Dinah e seu marido, Sam – o barítono Russell Braun, um destaque, delicado e com uma vasta gama emocional de dor, raiva e falta de objetivo – tiveram dois filhos. Um deles é o gay e doente mental Junior (o baixo-barítono Gordon Bintner, elegante em sua raiva e lamentavelmente cheirando a “Dear Evan Hansen” em suas constantes e visíveis neuroses); a outra, Dede (Claudia Boyle, uma soprano que se aqueceu para o papel à medida que a noite avançava).
Um novo membro da família é François, marido de Dede (Frédéric Antoun, tenso no clímax da ópera), que ela conheceu através de seu ex-amante, Junior. Se isso sugere comportamento incestuoso, espere: ficamos sabendo que Junior e Dede também experimentaram um com o outro quando crianças.
Junior entra no funeral com uma roupa de cowboy berrante, rosa e roxo – uma escolha que faz sentido mais tarde quando ele é representado como um menino vestindo a mesma fantasia, sendo segurado e depois rejeitado por sua mãe. A fusão de insanidade e homossexualidade na ópera tem sido um de seus problemas, mas Warlikowski ajuda um pouco ao tratar a estranheza de Junior como coincidente, e não como a causa de seu desenvolvimento interrompido. Outras coisas que envelheceram mal, porém, são incorporadas ao texto; O alcoolismo movido pela miséria de Dinah é mais digno de suspiros do que simpatia.
Houve óperas americanas mais inovadoras que estrearam na década de 1980: o retrato da resistência de Philip Glass em “Satyagraha”; ou o tratamento grandioso e quase mítico dos líderes em “X: The Life and Times of Malcolm X” de Anthony Davis e em “Nixon in China” de John Adams. “Um Lugar Silencioso” se beneficia de não ser mais tão diretamente justaposto a eles; agora é mais fácil encontrar-se em seus próprios termos, nem avant-garde nem tão ansioso por agradar quanto os trabalhos anteriores de Bernstein.

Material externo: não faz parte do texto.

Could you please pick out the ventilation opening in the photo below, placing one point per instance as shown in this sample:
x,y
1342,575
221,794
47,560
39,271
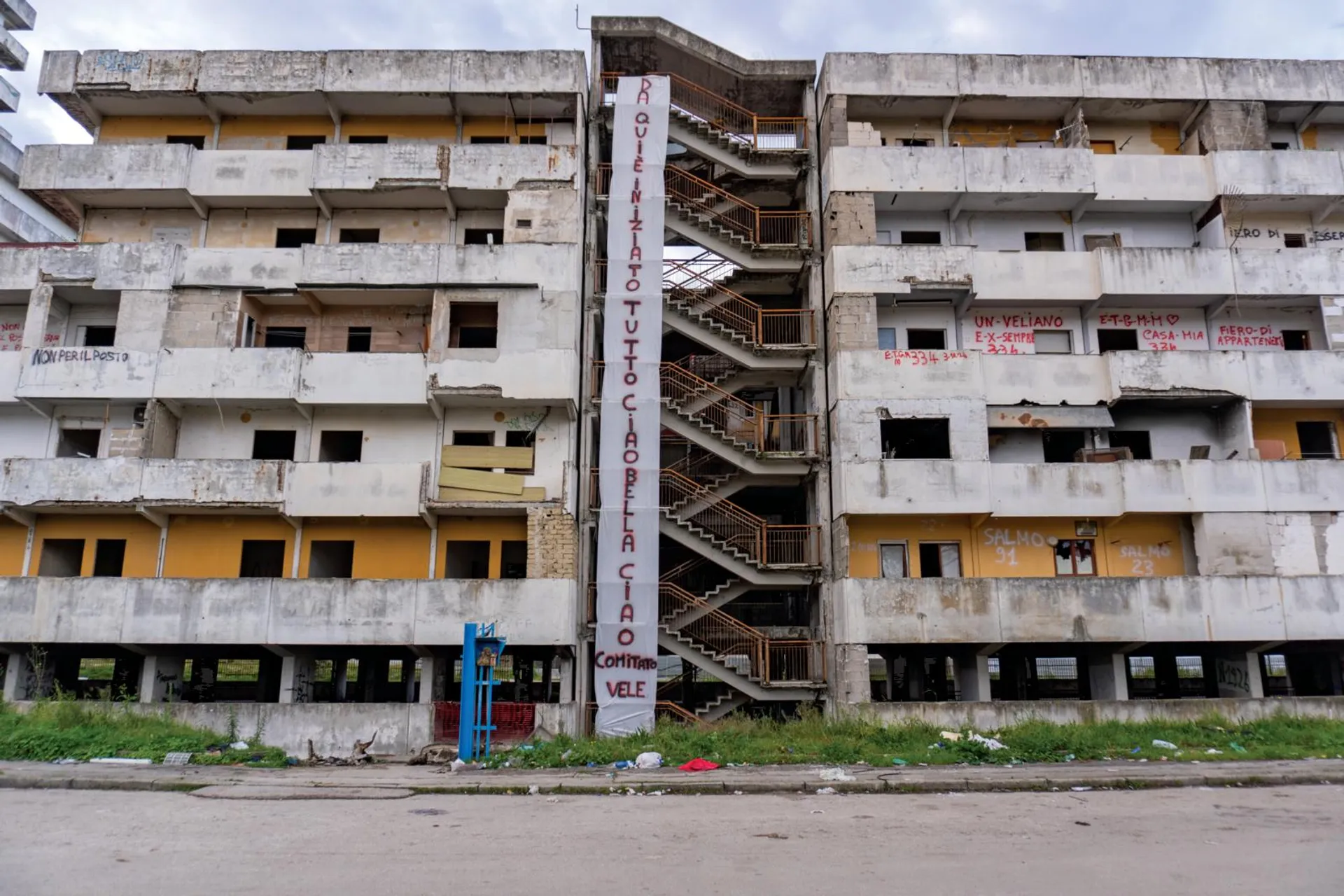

E embora às vezes possa parecer uma regurgitação mecânica da cultura do pós-guerra e suas misérias, o final ambíguo é uma espécie de afastamento desses clichês. Na encenação de Warlikowski, os acordes finais inquietos de Bernstein acompanham uma imagem da família de Dinah dividindo um sofá. O único caminho a seguir para eles é o perdão – não a maneira mais comum de terminar uma ópera, mas uma lembrança de um clássico: “Jenufa” de Janacek.
Olhe atentamente para os quatro: Sam e Junior, reunidos; Francisco; e Dede, que foge, visivelmente desconfortável, para longe do marido. Eles ainda estão sofrendo, em um ciclo que você pode ver continuando até os dias atuais. A escuridão distintamente americana de “Um Lugar Silencioso” pode ser mais relevante do que gostaríamos de pensar.
Um lugar quieto
Até 30 de março na Ópera de Paris; operadeparis.fr.